All you effeminate nerds can have your pad.
Millions of us will NEVER refer to or call it by it's given name.
It will have a street name like slate, board, tablet, or something. Or people will just give it a personal name like a pet.
Most people now still refer to it as Apple Tablet.

Just because Apple gave it the worst name possible does not mean it's going to catch on. Furthermore, no branding agency in the world is applauding this experiment in absurdity.

And contrary to some of your posts - the brand is not taking off... not at all. Your confusing the product excitement with brand excitement.
The Apple brand however, is as strong as ever.

My favorite is still listening to the keynote - when the name drops down - hearing all the people groan.

Closeted much?
post #39 of 43
Quote:
Originally Posted by rain View Post

...
Millions of us will NEVER refer to or call it by it's given name.
It will have a street name like slate, board, tablet, or something. Or people will just give it a personal name like a pet.
Most people now still refer to it as Apple Tablet.

Just because Apple gave it the worst name possible does not mean it's going to catch on. Furthermore, no branding agency in the world is applauding this experiment in absurdity.

And contrary to some of your posts - the brand is not taking off... not at all. Your confusing the product excitement with brand excitement.
The Apple brand however, is as strong as ever.

My favorite is still listening to the keynote - when the name drops down - hearing all the people groan.

That's a curious "us" in your comment. "What us nerd boy"? Millions are just fine calling it by its given name. What're you going to call it then? "That Apple tablet mobile device thingy"? Perhaps "Apple's Slice of Heaven"? Maybe "Computing Squared"? How about "The best internet, device, the best email device, the best eBook reader, the internet in your hands magical device"?
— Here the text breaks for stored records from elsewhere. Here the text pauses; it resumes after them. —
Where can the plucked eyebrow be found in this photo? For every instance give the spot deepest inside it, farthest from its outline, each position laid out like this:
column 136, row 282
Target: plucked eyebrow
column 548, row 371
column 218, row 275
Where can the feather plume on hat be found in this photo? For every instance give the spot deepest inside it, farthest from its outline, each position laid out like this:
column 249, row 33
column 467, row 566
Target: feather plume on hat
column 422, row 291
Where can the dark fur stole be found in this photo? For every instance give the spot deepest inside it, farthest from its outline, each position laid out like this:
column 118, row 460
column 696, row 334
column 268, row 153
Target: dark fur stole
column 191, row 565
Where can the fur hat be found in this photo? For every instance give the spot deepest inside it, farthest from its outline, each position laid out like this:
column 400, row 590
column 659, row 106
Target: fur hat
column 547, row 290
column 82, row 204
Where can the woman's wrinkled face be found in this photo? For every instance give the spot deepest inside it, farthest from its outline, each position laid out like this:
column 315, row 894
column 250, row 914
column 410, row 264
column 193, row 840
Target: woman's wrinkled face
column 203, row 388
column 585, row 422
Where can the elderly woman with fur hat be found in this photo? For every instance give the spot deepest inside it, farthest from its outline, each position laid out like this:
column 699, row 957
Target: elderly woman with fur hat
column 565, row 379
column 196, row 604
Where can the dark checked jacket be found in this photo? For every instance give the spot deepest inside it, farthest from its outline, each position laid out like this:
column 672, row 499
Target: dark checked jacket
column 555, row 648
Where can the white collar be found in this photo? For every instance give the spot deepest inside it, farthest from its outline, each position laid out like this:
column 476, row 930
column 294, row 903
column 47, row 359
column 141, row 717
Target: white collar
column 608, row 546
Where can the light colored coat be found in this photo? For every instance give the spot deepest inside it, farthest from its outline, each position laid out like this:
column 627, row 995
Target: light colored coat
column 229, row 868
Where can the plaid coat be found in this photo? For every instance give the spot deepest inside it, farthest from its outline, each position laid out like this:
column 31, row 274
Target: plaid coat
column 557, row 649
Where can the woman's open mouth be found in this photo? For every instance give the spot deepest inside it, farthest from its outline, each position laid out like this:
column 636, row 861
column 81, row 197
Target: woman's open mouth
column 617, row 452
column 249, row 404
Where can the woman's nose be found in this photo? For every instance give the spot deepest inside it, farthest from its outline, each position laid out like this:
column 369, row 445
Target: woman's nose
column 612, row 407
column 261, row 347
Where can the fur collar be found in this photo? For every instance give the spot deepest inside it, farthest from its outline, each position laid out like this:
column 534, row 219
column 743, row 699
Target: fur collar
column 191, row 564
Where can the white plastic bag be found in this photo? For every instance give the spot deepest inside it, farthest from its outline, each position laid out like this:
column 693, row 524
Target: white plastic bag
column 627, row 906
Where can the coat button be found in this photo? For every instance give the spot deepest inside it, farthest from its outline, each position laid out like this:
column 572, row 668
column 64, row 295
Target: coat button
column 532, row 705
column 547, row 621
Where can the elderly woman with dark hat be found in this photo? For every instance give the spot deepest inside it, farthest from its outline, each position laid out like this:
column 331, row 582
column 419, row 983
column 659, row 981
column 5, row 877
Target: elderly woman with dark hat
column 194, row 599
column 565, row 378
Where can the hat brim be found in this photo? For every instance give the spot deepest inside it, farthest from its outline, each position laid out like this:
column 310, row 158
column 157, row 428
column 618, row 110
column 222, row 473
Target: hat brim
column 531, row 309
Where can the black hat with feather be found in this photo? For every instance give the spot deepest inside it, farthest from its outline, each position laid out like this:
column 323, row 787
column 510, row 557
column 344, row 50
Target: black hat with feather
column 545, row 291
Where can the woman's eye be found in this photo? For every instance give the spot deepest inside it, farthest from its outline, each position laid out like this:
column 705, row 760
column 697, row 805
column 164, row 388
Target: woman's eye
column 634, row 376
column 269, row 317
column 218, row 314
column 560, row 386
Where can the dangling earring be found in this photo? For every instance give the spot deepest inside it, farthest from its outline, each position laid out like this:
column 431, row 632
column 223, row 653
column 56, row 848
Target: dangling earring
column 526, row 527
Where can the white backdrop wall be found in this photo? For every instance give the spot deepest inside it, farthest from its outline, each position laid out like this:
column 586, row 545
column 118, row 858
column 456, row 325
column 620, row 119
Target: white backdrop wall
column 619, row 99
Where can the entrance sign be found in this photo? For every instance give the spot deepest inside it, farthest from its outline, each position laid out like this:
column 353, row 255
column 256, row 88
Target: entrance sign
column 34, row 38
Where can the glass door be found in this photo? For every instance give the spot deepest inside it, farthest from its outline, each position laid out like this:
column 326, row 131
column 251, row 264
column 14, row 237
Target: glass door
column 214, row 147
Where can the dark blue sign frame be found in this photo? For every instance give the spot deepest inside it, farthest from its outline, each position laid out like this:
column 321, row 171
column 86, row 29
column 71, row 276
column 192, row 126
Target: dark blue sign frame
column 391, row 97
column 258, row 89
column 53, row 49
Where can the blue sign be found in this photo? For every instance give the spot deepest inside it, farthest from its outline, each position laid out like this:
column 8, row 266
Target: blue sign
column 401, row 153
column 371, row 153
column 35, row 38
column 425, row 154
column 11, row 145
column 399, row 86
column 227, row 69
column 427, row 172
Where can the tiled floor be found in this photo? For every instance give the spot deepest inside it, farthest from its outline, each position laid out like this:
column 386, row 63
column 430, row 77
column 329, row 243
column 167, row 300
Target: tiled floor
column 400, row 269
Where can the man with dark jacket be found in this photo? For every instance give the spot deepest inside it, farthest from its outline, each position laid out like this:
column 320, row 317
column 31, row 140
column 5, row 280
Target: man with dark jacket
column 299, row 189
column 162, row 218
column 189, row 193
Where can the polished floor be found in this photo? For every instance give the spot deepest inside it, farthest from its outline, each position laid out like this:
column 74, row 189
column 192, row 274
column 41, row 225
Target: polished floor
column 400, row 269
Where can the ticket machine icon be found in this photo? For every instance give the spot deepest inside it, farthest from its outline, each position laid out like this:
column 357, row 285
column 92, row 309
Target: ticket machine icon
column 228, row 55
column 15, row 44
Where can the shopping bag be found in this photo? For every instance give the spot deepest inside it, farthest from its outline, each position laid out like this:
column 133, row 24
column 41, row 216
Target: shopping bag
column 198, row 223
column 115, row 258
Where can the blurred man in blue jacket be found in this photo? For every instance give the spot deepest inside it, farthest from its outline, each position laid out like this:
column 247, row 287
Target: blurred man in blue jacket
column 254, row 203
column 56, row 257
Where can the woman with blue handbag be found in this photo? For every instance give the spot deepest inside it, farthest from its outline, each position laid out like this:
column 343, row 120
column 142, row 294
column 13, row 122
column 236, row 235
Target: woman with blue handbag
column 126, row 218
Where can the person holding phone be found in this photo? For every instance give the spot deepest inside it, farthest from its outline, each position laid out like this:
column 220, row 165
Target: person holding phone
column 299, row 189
Seriously you can be so funny sometimes - even when you don't mean to be!
post #40 of 43
Apple could battle Fujitsu over ownership of iPad name
http://forums.appleinsider.com/showthread.php?t=106666

This is just one thread with anti-Apple, anti-Jobs, and anti-iPad name posts.
There are probably more I could find if I cared more to find them.
Why do that though, even this thread contains anti-Apple, etc., jabs.